Farklı kolorektal kanser türleri olmakla birlikte bunların %95’i adenokarsinomlardır. Kolon veya rektum kanseri teşhisi konulursa, bunun bir adenokarsinom olması muhtemeldir .

  • Adenokarsinom: Kanser, kolon ve rektumu kaplayan mukus üreten hücrelerde başlar.
  • Karsinoid tümör: Bağırsaklarda hormon üreten hücrelerde başlayan bir kanser türüdür.
  • Gastrointestinal stromal tümör (GIST olarak bilinir): Gastrointestinal (GI) sistemin duvarındaki özel hücrelerde gelişen bir kanser. Bu tümörler kolonda nadiren bulunur.
  • Lenfoma. Genellikle lenf düğümlerinde başlayan bir bağışıklık sistemi kanseri. Nadir bir GI tümörü türüdür.
  • Sarkom. Genellikle düz kas hücrelerinden kaynaklanan nadir bir kolorektal kanser türü.

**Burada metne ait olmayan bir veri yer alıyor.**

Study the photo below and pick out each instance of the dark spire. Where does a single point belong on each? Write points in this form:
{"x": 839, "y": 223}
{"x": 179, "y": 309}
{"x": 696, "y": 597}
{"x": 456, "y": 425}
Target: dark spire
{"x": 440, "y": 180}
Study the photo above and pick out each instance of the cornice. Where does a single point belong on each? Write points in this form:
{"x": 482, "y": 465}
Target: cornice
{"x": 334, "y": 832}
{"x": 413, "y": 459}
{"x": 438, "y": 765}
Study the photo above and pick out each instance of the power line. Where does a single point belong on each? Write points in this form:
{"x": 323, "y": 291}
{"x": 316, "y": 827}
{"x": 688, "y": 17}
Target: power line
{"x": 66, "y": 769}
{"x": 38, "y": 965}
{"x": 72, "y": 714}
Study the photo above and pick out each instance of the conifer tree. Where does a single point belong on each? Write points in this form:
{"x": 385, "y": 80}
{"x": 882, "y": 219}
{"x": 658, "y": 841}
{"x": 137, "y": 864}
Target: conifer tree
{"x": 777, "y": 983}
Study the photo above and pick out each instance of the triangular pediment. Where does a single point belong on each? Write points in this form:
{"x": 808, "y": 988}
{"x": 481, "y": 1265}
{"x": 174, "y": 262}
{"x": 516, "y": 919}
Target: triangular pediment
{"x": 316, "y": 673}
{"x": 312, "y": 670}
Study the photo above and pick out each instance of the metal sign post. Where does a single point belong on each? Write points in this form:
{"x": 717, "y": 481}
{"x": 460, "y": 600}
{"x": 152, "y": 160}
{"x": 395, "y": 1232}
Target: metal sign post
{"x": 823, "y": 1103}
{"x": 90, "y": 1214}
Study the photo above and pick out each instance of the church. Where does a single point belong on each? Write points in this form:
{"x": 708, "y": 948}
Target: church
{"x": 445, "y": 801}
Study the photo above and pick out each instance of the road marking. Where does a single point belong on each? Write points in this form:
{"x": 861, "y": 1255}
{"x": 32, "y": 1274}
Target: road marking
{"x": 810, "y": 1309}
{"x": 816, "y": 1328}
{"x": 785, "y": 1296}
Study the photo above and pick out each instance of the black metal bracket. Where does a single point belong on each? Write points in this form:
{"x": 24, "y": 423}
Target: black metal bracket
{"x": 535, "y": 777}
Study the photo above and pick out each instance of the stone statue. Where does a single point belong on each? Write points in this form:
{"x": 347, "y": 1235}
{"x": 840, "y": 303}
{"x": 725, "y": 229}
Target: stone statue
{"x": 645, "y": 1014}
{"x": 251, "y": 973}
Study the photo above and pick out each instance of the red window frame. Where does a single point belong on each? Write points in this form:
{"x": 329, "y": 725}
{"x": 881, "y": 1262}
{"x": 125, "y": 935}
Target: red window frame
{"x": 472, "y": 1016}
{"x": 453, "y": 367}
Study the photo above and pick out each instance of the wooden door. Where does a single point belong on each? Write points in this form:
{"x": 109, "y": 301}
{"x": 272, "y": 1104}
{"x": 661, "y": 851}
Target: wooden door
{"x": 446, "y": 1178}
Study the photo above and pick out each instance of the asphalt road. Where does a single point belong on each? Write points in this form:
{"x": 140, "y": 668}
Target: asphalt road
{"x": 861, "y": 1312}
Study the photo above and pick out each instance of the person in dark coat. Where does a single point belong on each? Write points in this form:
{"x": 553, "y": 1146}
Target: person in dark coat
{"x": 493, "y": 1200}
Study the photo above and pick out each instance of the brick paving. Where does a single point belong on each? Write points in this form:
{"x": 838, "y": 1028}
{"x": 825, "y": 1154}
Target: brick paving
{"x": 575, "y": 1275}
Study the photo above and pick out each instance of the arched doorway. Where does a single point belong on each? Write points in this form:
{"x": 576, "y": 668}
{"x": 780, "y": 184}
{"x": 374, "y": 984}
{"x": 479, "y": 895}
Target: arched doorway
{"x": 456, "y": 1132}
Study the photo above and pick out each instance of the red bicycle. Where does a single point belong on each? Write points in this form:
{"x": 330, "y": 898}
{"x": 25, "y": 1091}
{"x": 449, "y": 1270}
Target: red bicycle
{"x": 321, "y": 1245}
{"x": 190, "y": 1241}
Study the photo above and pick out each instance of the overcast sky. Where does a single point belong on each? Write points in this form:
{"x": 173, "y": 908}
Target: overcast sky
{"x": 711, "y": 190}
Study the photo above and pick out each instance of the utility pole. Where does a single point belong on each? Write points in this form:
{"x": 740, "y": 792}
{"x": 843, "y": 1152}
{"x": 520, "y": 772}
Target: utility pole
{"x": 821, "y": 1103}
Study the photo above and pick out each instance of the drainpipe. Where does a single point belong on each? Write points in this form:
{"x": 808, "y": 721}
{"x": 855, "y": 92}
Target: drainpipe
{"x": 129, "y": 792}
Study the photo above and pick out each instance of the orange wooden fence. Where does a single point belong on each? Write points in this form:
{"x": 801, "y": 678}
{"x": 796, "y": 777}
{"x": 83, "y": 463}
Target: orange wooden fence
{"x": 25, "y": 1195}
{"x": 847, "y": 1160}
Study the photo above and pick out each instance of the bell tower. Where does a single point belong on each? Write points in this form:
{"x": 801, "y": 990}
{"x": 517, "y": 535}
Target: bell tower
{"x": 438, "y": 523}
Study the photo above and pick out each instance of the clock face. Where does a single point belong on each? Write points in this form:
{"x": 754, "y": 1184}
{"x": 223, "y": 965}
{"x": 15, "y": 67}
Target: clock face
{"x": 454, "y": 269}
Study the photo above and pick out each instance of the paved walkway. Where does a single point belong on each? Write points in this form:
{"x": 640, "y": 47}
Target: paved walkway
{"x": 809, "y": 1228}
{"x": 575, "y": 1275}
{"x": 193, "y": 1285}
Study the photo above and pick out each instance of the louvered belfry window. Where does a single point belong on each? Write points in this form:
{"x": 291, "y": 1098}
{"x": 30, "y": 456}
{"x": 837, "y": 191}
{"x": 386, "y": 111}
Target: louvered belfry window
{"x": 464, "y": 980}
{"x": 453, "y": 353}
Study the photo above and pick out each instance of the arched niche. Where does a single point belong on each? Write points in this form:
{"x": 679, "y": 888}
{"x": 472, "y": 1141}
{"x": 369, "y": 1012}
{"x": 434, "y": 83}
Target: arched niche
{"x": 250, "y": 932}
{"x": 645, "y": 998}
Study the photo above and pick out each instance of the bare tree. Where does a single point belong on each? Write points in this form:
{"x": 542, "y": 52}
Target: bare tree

Kolon veya rektumdaki polipler

Çoğu kolorektal kanser, kolon veya rektumun iç astarında bir büyüme olarak başlar. Bu büyümelere polip denir .

Bazı polip türleri zamanla (genellikle uzun yıllar) kansere dönüşebilir, ancak tüm polipler kansere dönüşmez. Bir polipin kansere dönüşme şansı, bulunduğu polipin tipine bağlıdır. Farklı polip türleri vardır.

  • Adenomatöz polipler (adenomlar): Bu polipler bazen kansere dönüşür. Bu nedenle, adenomlara kanser öncesi durum denir . 3 tip adenom, tübüler, villöz ve tübülovillözdür. 
  • Hiperplastik polipler ve enflamatuar polipler: Bu polipler daha yaygındır, ancak genel olarak kansere dönüşmez. Büyük (1 cm’den fazla) hiperplastik polipleri olan bazı kişilerde kolonoskopi ile kolorektal kanser taramasına daha sık ihtiyaç duyulabilir. 
  • Sapsız tırtıklı polipler (SSP) ve geleneksel tırtıklı adenomlar (TSA): Bu polipler genellikle adenom gibi tedavi edilir çünkü kolorektal kanser riski daha yüksektir.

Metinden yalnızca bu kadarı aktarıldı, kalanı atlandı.